YABU that "cards MUST be charity, bought from a proper charity".

DH and I have both given an awful lot of time over the years to charity by way of volunteering...but we're also pretty skint, so the cards we send are not of the expensive charity variety.

Thankfully the people on our christmas card list know what we do in terms of volunteering (that's how we met) so I very much doubt any of them would be as judgemental as you.

PuffPants Fri 14-Dec-12 17:46:17

I feel a bit sad when I get a card from an old friend and they have merely written our names and their names in it. What's the point? They may as well not bother. All it tells me is that they are still alive. I'm not expecting a letter but a couple of sentences would be nice.

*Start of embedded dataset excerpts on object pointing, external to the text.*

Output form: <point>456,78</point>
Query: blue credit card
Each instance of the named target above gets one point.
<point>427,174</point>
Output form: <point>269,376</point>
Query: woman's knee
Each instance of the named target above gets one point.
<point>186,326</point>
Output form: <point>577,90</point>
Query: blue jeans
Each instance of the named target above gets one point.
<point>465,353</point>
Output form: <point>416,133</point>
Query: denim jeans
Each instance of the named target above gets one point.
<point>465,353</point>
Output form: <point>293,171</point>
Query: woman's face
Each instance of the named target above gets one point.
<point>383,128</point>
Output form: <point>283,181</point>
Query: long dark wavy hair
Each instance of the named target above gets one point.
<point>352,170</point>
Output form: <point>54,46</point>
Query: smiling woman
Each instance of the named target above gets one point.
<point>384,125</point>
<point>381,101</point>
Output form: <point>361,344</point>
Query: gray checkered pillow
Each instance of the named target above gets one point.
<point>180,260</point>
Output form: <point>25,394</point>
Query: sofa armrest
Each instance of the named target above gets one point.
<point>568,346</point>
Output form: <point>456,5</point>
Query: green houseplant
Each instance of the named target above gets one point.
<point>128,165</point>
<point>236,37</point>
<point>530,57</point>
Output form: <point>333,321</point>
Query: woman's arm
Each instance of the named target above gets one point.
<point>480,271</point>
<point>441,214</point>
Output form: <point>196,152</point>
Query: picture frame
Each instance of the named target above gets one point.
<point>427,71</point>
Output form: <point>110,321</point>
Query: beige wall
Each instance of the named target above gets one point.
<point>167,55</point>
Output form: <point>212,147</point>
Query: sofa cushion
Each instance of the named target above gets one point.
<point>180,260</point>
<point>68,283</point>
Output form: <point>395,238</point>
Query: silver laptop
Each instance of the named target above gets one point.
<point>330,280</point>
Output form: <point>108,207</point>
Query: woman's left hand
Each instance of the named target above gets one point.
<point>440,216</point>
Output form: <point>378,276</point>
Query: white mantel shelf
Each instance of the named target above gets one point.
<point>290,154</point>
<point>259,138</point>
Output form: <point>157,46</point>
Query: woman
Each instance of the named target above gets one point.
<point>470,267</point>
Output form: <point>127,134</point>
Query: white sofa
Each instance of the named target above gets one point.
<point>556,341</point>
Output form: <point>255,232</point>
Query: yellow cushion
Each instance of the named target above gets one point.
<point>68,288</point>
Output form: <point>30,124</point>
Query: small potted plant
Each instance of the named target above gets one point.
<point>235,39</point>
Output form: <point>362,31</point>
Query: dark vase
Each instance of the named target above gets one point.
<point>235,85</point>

And nobody expects you to write a note in each one - just to the people you don't see all year and for whom a Christmas card is the only communication you have left.

BandersnatchCummerbund Fri 14-Dec-12 17:54:29

I do appreciate cards whatever they're like, and always enjoy getting them.

But that doesn't mean that I don't notice how beautiful the card is/whether it's from a charity/whether they've bothered to write some news in it. It's possible to be discerning without being ungrateful.

My own cards are always from Oxfam. I buy more expensive (i.e. more arty) ones for my closer friends, and I never ever send a card without writing at least a couple of lines in to tell them what I'm up to/give them a personal message etc.

BandersnatchCummerbund Fri 14-Dec-12 17:55:15

Oh, and I always try to select cards for religious/non-religious friends, too.